Integrating 3DVAR and ANN for inversion optimization of physical models of fuel-assembly bowing

This study introduces a novel inversion optimization method for the core physical model of fuel-assembly bowing, integrating measurement data based on three-dimensional variational (3DVAR) data assimilation and artificial neural network (ANN) techniques. Recognizing the deviation between theoretical physical models and actual core conditions due to factors like uneven coolant distribution and fuel-assembly bowing, this work aims to enhance model reliability and simulation accuracy. By generating a dataset through random perturbation and employing ANN for training, the method establishes a relationship between the core physical model and model-simulated values corresponding to measurement data.

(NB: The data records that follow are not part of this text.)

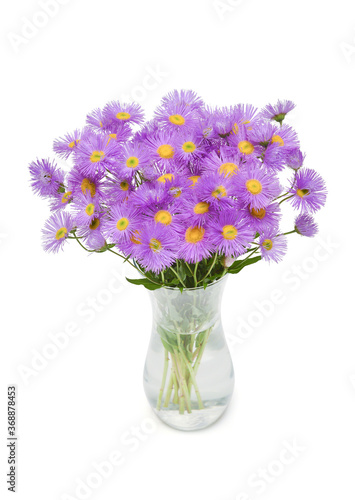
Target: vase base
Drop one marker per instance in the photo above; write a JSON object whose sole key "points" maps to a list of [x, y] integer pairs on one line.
{"points": [[194, 421]]}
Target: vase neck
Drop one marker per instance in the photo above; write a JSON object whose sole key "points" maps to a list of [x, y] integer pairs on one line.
{"points": [[190, 311]]}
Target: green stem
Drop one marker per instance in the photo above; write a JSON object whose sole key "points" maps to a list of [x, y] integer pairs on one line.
{"points": [[178, 277], [169, 390], [183, 384], [77, 239], [195, 274], [203, 345], [288, 197], [163, 382], [180, 391], [193, 379], [210, 268]]}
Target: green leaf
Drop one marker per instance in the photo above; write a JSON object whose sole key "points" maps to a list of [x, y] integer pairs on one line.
{"points": [[240, 264], [145, 282]]}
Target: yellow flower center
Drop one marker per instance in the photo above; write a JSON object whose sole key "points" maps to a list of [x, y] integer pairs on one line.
{"points": [[267, 244], [111, 136], [302, 192], [258, 214], [165, 177], [94, 224], [165, 151], [87, 185], [97, 156], [229, 232], [194, 234], [246, 147], [135, 238], [175, 191], [123, 116], [132, 162], [279, 140], [164, 217], [177, 119], [66, 197], [228, 169], [254, 186], [155, 245], [122, 224], [61, 233], [90, 209], [194, 179], [201, 208], [219, 192], [72, 144], [189, 147]]}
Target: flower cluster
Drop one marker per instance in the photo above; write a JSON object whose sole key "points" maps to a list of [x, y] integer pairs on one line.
{"points": [[194, 185]]}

The construction of the cost function, essential for optimizing the inversion process, is executed using 3DVAR. To verify its validity, the method is implemented, and an inversion optimization process is developed using our self-developed Bamboo-C code system. The optimization process, validated through application in a commercial pressurized water reactor (PWR) in a nuclear power plant (NPP) in China, demonstrates a significant reduction in the relative errors of power distribution, thus affirming the method's efficacy in achieving a more realistic model of fuel-assembly bowing. The integration of measurement data into the optimization process addresses the critical need for accurate core physical models in nuclear engineering, offering a promising avenue for enhancing the safety and efficiency of nuclear reactor operations.